Au cœur de cette glaçante solitude zébrée d’images compensatoires et de solidarité clanique non moins artificielle, la déconsidération de soi, autant que la peur de l’Autre, favorise le passage à l’acte brutal.               « Quand je les mets face à un miroir et que je leur demande ce qu’ils voient, raconte un éducateur en charge d’enfants tueurs (américains), ils répondent : "Rien." Tuer, pour eux, n’a pas d’importance : ils ne se voient même pas eux-mêmes. » « Le rapport instauré au monde et à autrui ne peut pas être séparé du rapport à soi, confirme Yves Michaud (1). La froideur, la cruauté, l’indifférence ou, à l’inverse, la compassion, le souci, la piété se reportent dans le rapport à soi comme dans celui aux autres. »

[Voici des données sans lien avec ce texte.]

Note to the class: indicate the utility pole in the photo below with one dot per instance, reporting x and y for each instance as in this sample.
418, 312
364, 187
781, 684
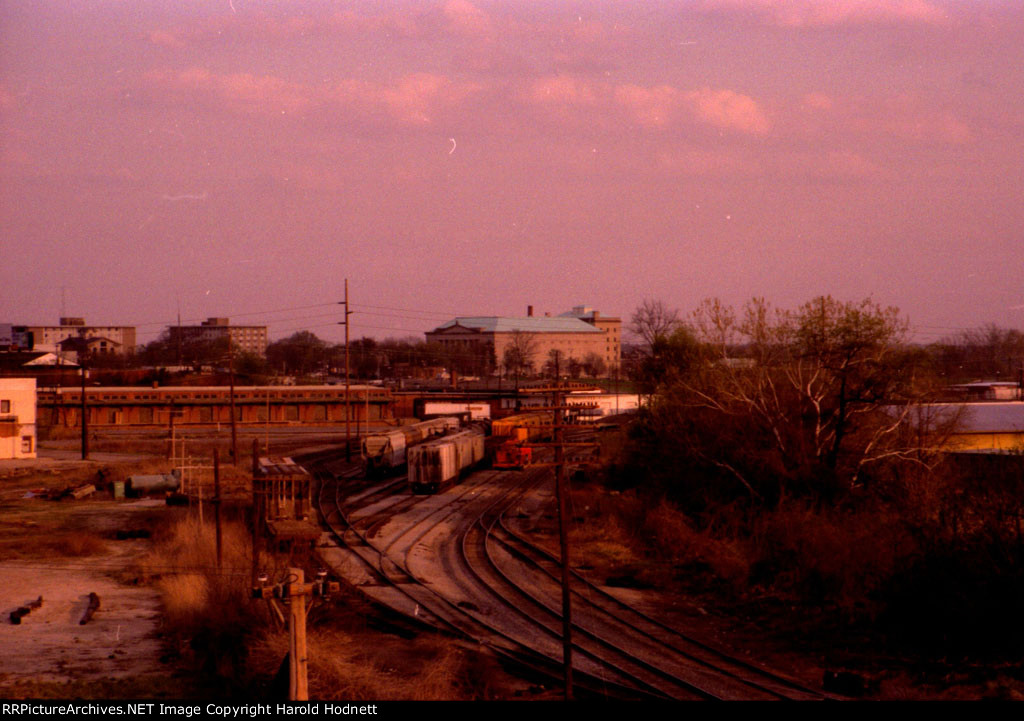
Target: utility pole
348, 447
235, 431
85, 413
294, 594
216, 504
563, 541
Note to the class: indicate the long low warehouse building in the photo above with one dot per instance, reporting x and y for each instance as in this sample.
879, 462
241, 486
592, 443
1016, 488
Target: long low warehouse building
133, 406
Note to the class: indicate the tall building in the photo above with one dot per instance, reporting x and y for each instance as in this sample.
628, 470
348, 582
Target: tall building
104, 339
17, 418
251, 339
578, 334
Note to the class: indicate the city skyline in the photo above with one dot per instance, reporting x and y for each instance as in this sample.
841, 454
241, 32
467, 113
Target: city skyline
457, 158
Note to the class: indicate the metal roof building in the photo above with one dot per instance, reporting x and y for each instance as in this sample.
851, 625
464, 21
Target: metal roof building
578, 335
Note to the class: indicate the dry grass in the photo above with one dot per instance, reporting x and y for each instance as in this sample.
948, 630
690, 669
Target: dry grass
343, 668
824, 556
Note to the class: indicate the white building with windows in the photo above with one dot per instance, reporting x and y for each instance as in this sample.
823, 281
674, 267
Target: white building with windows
17, 418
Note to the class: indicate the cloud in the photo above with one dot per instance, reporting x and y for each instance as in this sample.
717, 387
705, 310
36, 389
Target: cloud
464, 17
906, 117
412, 99
660, 107
726, 109
649, 107
811, 13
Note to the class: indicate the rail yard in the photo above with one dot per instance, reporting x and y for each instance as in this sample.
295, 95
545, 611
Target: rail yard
461, 560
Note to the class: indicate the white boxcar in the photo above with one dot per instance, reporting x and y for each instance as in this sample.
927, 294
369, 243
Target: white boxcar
437, 463
476, 412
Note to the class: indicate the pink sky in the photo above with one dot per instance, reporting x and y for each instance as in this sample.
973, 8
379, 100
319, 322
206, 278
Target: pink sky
242, 159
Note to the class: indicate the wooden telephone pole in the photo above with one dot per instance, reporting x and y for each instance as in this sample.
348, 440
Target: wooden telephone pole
297, 595
563, 540
348, 447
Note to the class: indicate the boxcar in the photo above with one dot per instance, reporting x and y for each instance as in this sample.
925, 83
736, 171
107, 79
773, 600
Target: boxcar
383, 453
437, 463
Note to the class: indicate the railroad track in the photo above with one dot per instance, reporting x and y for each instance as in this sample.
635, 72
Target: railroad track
452, 560
425, 606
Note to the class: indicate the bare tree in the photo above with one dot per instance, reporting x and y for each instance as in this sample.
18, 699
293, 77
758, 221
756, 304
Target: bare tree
518, 354
652, 320
815, 395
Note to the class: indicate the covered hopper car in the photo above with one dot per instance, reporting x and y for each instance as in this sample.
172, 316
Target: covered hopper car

La nostalgie barbare n’est pas un phénomène exclusivement urbain et juvénile. Avez-vous jamais eu à subir la morgue cynégétique et couperosée des éradicateurs de petits lapins ? Si vous avez porté plainte lorsqu’ils ont transformé, certains dimanches, votre jardin en champ de tir, vous savez désormais qu’ils ont la loi pour eux et qu’ils n’ont pas fini de vous narguer, maintenant qu’un parti politique défend leurs intérêts. Les premiers, d’ailleurs, avant les élégantes Parisiennes, ils ont su remettre à la mode brodequins et treillis : sur les collines entourant Sarajevo, dans les années 1992-95, on a pu vérifier la vibrante actualité du look chasseur-paysan, associé à la revanche symbolique et sanglante du monde rural sur les villes. Ce retour annoncé à l’état de nature figure peut-être, pour nos démocraties, le prix de leur trop longue et trop paisible prospérité. Dans un livre consacré à La violence des images (Seuil), Olivier Mongin évoque cette violence tellement intériorisée par les sociétés (depuis qu’elles sont en paix à leurs frontières), comme par les individus, qu’elle finit par déboucher sur « la guerre de tous contre tous ». A une certaine tranquillité internationale, entre les grandes nations tout au moins, correspondrait un défoulement « intra-étatique » qui s’opère aussi, pour Yves Michaud, « dans les raves, sur les routes ou dans le tourisme de l’extrême » . Sans oublier, n’en déplaise aux ébahis, les manifs lycéennes d’aujourd’hui et les grèves générales de demain. C.F.